Félix Palazzi 06 de julio de 2019
La
fuerza del odio y sus consecuencias desencadenan, a menudo, el mayor número de
conflictos que se desarrollan en nuestro presente. Bastaría echar una mirada a
nuestro panorama nacional e internacional, o prestar atención a los discursos
de nuestro entorno sociopolítico, para constatar que el odio se ha instaurado
como forma alterna a nuestro modo de vivir.
El
odio no es la manera como podemos responder. Ubicar el odio en su contexto y
denunciar su dinámica sirve para desmontar sus mecanismos. Cuando éste se ha
instaurado en el corazón de una sociedad o de un grupo, entonces es signo que
la ideología ha alcanzado la mayor victoria. Toda ideología puede perder o
ganar una elección, puede ser generadora de un amplio bienestar o deterioro
económico, pero sin el odio como herramienta principal ella está destinada al
fracaso.
Mucho
de este odio se gesta en un contexto social e histórico complejo, y tiene como
agentes fundamentales a grupos que pretenden mantenerse en el poder o a quienes
lo anhelan. Muy raramente es un sentimiento que nace espontáneamente en un
colectivo.
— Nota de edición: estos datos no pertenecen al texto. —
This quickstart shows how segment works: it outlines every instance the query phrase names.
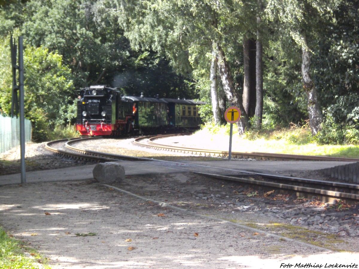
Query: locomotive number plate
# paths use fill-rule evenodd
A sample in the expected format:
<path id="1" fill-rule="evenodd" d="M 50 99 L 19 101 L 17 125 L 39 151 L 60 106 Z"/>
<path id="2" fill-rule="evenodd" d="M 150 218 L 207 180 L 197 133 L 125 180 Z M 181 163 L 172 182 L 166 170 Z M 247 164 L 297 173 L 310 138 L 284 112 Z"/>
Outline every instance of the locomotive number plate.
<path id="1" fill-rule="evenodd" d="M 92 103 L 100 103 L 100 100 L 96 99 L 90 99 L 88 100 L 88 102 Z"/>

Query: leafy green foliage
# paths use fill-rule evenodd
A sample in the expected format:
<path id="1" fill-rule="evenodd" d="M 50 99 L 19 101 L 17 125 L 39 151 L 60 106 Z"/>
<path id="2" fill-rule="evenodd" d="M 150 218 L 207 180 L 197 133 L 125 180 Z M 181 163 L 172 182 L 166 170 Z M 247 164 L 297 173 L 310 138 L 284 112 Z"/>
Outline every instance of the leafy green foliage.
<path id="1" fill-rule="evenodd" d="M 6 44 L 10 38 L 6 37 L 3 40 L 5 44 L 0 47 L 0 74 L 3 75 L 0 77 L 0 107 L 10 114 L 12 74 L 9 45 Z M 43 47 L 27 46 L 24 64 L 25 117 L 32 123 L 32 140 L 43 141 L 56 125 L 68 122 L 73 116 L 60 114 L 60 111 L 68 110 L 66 108 L 70 107 L 72 102 L 71 71 L 63 65 L 61 56 Z"/>
<path id="2" fill-rule="evenodd" d="M 38 264 L 37 265 L 35 260 L 25 256 L 22 247 L 19 241 L 10 237 L 0 227 L 0 268 L 37 269 Z"/>
<path id="3" fill-rule="evenodd" d="M 342 143 L 345 139 L 343 126 L 334 120 L 329 114 L 322 123 L 322 129 L 316 136 L 316 140 L 321 145 L 337 145 Z"/>

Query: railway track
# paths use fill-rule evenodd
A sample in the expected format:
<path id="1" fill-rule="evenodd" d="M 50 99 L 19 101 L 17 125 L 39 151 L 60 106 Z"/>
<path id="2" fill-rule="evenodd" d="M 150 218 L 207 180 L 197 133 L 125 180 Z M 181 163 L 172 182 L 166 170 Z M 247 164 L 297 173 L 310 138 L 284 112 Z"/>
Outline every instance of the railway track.
<path id="1" fill-rule="evenodd" d="M 134 143 L 140 147 L 146 148 L 153 148 L 158 150 L 170 151 L 183 153 L 192 155 L 208 157 L 228 157 L 229 154 L 228 151 L 178 147 L 174 146 L 173 145 L 164 145 L 162 143 L 157 143 L 154 142 L 157 140 L 178 135 L 181 135 L 168 134 L 139 137 L 135 140 Z M 234 159 L 255 159 L 261 160 L 359 161 L 359 159 L 353 159 L 349 158 L 340 158 L 325 156 L 309 156 L 305 155 L 293 155 L 293 154 L 266 153 L 258 152 L 248 152 L 232 151 L 232 157 Z"/>
<path id="2" fill-rule="evenodd" d="M 216 151 L 196 151 L 199 149 L 185 149 L 180 147 L 172 146 L 167 148 L 165 145 L 156 143 L 153 141 L 163 136 L 151 137 L 149 138 L 141 137 L 135 140 L 135 143 L 141 145 L 141 146 L 148 148 L 151 147 L 162 150 L 174 151 L 186 154 L 200 156 L 213 156 L 222 154 L 221 157 L 225 156 L 225 152 L 219 152 Z M 126 160 L 136 161 L 139 165 L 150 165 L 155 166 L 165 167 L 183 171 L 191 172 L 206 176 L 223 180 L 236 181 L 261 187 L 266 189 L 276 189 L 285 192 L 294 192 L 298 195 L 306 195 L 309 197 L 315 195 L 322 197 L 323 200 L 328 200 L 331 199 L 341 199 L 346 201 L 359 200 L 359 185 L 336 182 L 322 181 L 311 179 L 301 179 L 295 177 L 284 176 L 260 173 L 253 173 L 247 171 L 236 169 L 229 169 L 213 166 L 202 165 L 186 163 L 185 162 L 180 162 L 167 161 L 156 160 L 146 158 L 127 156 L 106 153 L 81 148 L 81 142 L 86 140 L 98 139 L 101 138 L 91 138 L 52 141 L 47 143 L 46 148 L 56 153 L 72 158 L 90 160 L 93 161 L 106 162 Z M 148 141 L 145 142 L 146 140 Z M 76 145 L 77 144 L 77 145 Z M 149 144 L 149 146 L 147 144 Z M 201 150 L 200 151 L 204 150 Z M 236 154 L 238 153 L 236 153 Z M 228 152 L 227 153 L 228 155 Z M 267 158 L 268 155 L 261 154 Z M 281 155 L 280 157 L 276 155 Z M 283 155 L 286 155 L 285 156 Z M 249 157 L 255 156 L 256 159 L 259 159 L 258 155 L 239 154 L 236 154 L 237 158 Z M 246 157 L 245 157 L 246 156 Z M 315 159 L 308 156 L 295 156 L 291 160 L 335 160 L 348 161 L 347 158 L 332 158 L 329 157 L 320 157 Z M 309 156 L 310 157 L 310 156 Z M 262 158 L 264 157 L 263 156 Z M 270 157 L 267 157 L 269 159 Z M 303 157 L 303 159 L 301 159 Z M 290 156 L 286 155 L 276 155 L 271 157 L 276 160 L 288 160 Z M 352 159 L 350 159 L 352 161 Z"/>

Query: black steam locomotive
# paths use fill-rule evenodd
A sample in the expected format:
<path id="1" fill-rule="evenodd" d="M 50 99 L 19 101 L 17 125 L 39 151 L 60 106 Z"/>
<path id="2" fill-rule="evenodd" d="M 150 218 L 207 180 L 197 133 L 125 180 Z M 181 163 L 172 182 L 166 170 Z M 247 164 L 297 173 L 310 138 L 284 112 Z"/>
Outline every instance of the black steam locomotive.
<path id="1" fill-rule="evenodd" d="M 82 89 L 77 103 L 76 129 L 83 136 L 118 136 L 182 129 L 203 123 L 193 100 L 121 96 L 105 86 Z"/>

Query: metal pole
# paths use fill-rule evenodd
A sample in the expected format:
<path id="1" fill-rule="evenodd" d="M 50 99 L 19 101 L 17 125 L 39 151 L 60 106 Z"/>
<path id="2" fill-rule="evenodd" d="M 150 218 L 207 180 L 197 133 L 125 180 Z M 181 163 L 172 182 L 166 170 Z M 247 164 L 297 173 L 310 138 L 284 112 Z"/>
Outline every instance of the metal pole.
<path id="1" fill-rule="evenodd" d="M 229 150 L 228 151 L 228 159 L 232 158 L 232 132 L 233 131 L 233 123 L 230 124 L 230 129 L 229 131 Z"/>
<path id="2" fill-rule="evenodd" d="M 26 183 L 25 162 L 25 113 L 24 98 L 24 47 L 23 37 L 19 37 L 19 92 L 20 114 L 20 155 L 21 164 L 21 184 Z"/>

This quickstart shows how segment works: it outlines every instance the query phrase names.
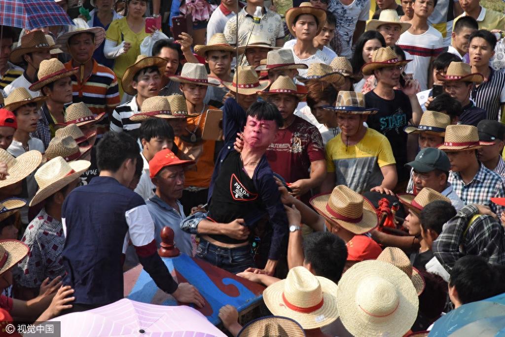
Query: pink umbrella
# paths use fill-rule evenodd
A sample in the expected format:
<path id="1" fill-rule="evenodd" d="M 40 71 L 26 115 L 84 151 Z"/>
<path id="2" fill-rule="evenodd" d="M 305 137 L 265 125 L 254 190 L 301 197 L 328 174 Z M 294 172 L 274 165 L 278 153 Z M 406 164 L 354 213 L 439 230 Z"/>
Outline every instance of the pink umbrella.
<path id="1" fill-rule="evenodd" d="M 51 321 L 61 322 L 61 335 L 65 337 L 226 335 L 205 316 L 189 307 L 155 305 L 128 299 L 87 311 L 61 316 Z"/>

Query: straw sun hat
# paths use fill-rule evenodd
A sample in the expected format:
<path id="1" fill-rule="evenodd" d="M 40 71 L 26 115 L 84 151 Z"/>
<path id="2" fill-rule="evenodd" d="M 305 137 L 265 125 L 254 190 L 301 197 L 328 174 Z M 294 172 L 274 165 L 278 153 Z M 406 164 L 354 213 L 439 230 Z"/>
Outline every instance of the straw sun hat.
<path id="1" fill-rule="evenodd" d="M 223 85 L 231 91 L 243 95 L 251 95 L 262 91 L 270 85 L 269 80 L 260 80 L 252 67 L 239 66 L 233 75 L 233 82 L 223 82 Z M 237 76 L 238 74 L 238 76 Z"/>
<path id="2" fill-rule="evenodd" d="M 140 112 L 130 117 L 130 120 L 134 122 L 141 122 L 153 117 L 174 118 L 170 113 L 170 105 L 166 97 L 155 96 L 146 99 L 142 104 Z"/>
<path id="3" fill-rule="evenodd" d="M 340 320 L 357 337 L 401 337 L 412 326 L 419 306 L 411 279 L 382 261 L 357 263 L 338 282 L 337 305 Z"/>
<path id="4" fill-rule="evenodd" d="M 408 22 L 402 22 L 396 10 L 383 10 L 380 12 L 378 20 L 371 20 L 367 24 L 365 30 L 377 30 L 379 26 L 387 24 L 399 25 L 401 26 L 400 34 L 403 34 L 412 25 Z"/>
<path id="5" fill-rule="evenodd" d="M 28 90 L 22 86 L 14 89 L 5 99 L 5 106 L 9 111 L 15 111 L 24 105 L 30 103 L 37 104 L 37 110 L 40 109 L 44 101 L 47 99 L 45 96 L 39 96 L 33 98 L 28 92 Z"/>
<path id="6" fill-rule="evenodd" d="M 73 25 L 69 26 L 69 30 L 56 39 L 56 43 L 61 45 L 61 49 L 65 53 L 70 54 L 68 50 L 68 40 L 75 35 L 81 33 L 90 33 L 94 35 L 94 50 L 96 50 L 105 39 L 105 29 L 101 27 L 90 27 L 87 22 L 80 18 L 72 20 Z"/>
<path id="7" fill-rule="evenodd" d="M 421 117 L 419 126 L 407 126 L 403 129 L 407 133 L 420 133 L 426 132 L 444 136 L 445 129 L 450 125 L 449 115 L 438 111 L 426 110 Z"/>
<path id="8" fill-rule="evenodd" d="M 298 7 L 290 8 L 286 12 L 286 25 L 288 29 L 293 36 L 296 34 L 291 26 L 294 23 L 294 19 L 302 14 L 312 14 L 317 19 L 317 35 L 323 30 L 323 27 L 326 22 L 326 12 L 320 8 L 313 7 L 310 3 L 301 3 Z"/>
<path id="9" fill-rule="evenodd" d="M 263 291 L 265 304 L 272 314 L 296 321 L 305 329 L 327 325 L 338 318 L 337 285 L 316 276 L 304 267 L 295 267 L 287 277 Z"/>
<path id="10" fill-rule="evenodd" d="M 14 184 L 24 179 L 33 172 L 42 161 L 42 154 L 37 150 L 25 152 L 14 158 L 3 149 L 0 149 L 0 163 L 7 165 L 9 175 L 0 180 L 0 188 Z"/>
<path id="11" fill-rule="evenodd" d="M 137 57 L 135 63 L 126 68 L 123 75 L 123 78 L 121 78 L 123 90 L 129 94 L 134 95 L 137 90 L 131 86 L 131 82 L 133 81 L 133 77 L 137 73 L 144 68 L 157 67 L 160 73 L 163 74 L 166 66 L 167 60 L 165 59 L 157 56 L 139 55 Z"/>
<path id="12" fill-rule="evenodd" d="M 447 125 L 443 143 L 438 149 L 444 151 L 461 151 L 481 147 L 477 127 L 459 124 Z"/>
<path id="13" fill-rule="evenodd" d="M 307 94 L 298 91 L 296 85 L 293 80 L 287 76 L 280 76 L 274 81 L 268 91 L 258 91 L 258 94 L 263 99 L 266 99 L 272 95 L 284 93 L 293 95 L 298 98 L 298 100 L 302 100 Z"/>
<path id="14" fill-rule="evenodd" d="M 356 234 L 369 232 L 379 223 L 372 203 L 344 185 L 335 186 L 331 194 L 313 197 L 310 203 L 330 223 Z"/>
<path id="15" fill-rule="evenodd" d="M 30 90 L 37 91 L 42 87 L 52 82 L 56 82 L 61 78 L 68 77 L 75 75 L 79 71 L 79 68 L 67 70 L 65 66 L 58 59 L 44 60 L 40 62 L 37 77 L 38 81 L 30 86 Z"/>
<path id="16" fill-rule="evenodd" d="M 26 205 L 24 199 L 10 198 L 0 203 L 0 221 L 2 221 L 19 210 Z"/>
<path id="17" fill-rule="evenodd" d="M 78 178 L 90 165 L 87 160 L 67 163 L 61 157 L 49 160 L 35 173 L 39 189 L 30 206 L 38 204 Z"/>
<path id="18" fill-rule="evenodd" d="M 49 45 L 42 31 L 35 30 L 21 37 L 21 44 L 11 52 L 9 59 L 11 62 L 19 63 L 23 60 L 23 56 L 25 54 L 41 51 L 50 51 L 60 46 Z"/>
<path id="19" fill-rule="evenodd" d="M 372 62 L 364 65 L 361 67 L 361 72 L 363 75 L 372 75 L 376 69 L 393 66 L 403 66 L 411 61 L 400 61 L 394 51 L 390 47 L 382 47 L 374 51 L 372 54 Z"/>
<path id="20" fill-rule="evenodd" d="M 262 62 L 264 60 L 262 60 Z M 260 64 L 255 69 L 257 71 L 280 69 L 306 69 L 307 65 L 295 63 L 293 52 L 289 49 L 270 51 L 267 54 L 265 64 Z"/>
<path id="21" fill-rule="evenodd" d="M 396 247 L 386 247 L 377 260 L 390 263 L 399 268 L 412 280 L 418 296 L 423 293 L 426 285 L 424 278 L 419 271 L 412 266 L 409 257 L 401 249 Z"/>
<path id="22" fill-rule="evenodd" d="M 436 76 L 437 79 L 442 82 L 461 81 L 480 83 L 484 81 L 484 76 L 482 74 L 472 73 L 471 66 L 464 62 L 451 62 L 445 76 L 437 74 Z"/>
<path id="23" fill-rule="evenodd" d="M 296 321 L 280 316 L 257 318 L 244 325 L 237 337 L 304 337 L 305 331 Z"/>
Frecuentemente, el odio es un producto que beneficia a los intereses
de una minoría. El patrón del odio se repite siempre desde grupos minoritarios
que se aferran al poder y se valen de cualquier medio para propagarlo entre sus
connacionales. Por ejemplo, el nacionalsocialismo alemán era conducido por un
grupo minoritario que por medio de los discursos, la propaganda oficial y la
ideología justificó la violencia y la guerra por medio del odio a todo el que
le resultase adverso. El mismo Ché Guevara decía que “un pueblo sin odio no
puede triunfar sobre sus enemigos”.
Frecuentemente
el odio tiende a valerse de la imagen de un “mundo justo y mejor” y así hace
uso de “juicios morales” que permitan justificar la “exclusión” e, incluso, la
“persecución”. La falsa información, la inseguridad y la ambigüedad sirven para
difuminar las fronteras entre la verdad y la realidad, entre el bien y el mal.
Así pues, un grupo ve a “otro” como el equivocado, como el “enemigo”.
Evidentemente es imposible entender que el “otro” tiene sus causas justificadas
y que ha de reconocérsele en sus justos derechos.
Otro
instrumento que sirve para propagar el odio es avivar el deseo de “venganza”.
Esto puede darse cuando un grupo proclama reivindicar los derechos de los
“excluidos” o “marginados”, y así justifica la persecución y el atropello
contra otros, a quienes convierte en nuevas victimas del odio.
Bajo
estas dos dinámicas que engendran al odio se esconde la realidad de la avaricia
y la codicia que busca generar beneficios rentables, presentes o futuros, para
estos grupos siempre minoritarios.
Cuando
el odio desata la violencia, sus consecuencias son impredecibles. Ningún grupo
puede predecir el destino que generará la violencia. El odio y la violencia se
alimentan mutuamente. Es urgente desmontar el odio.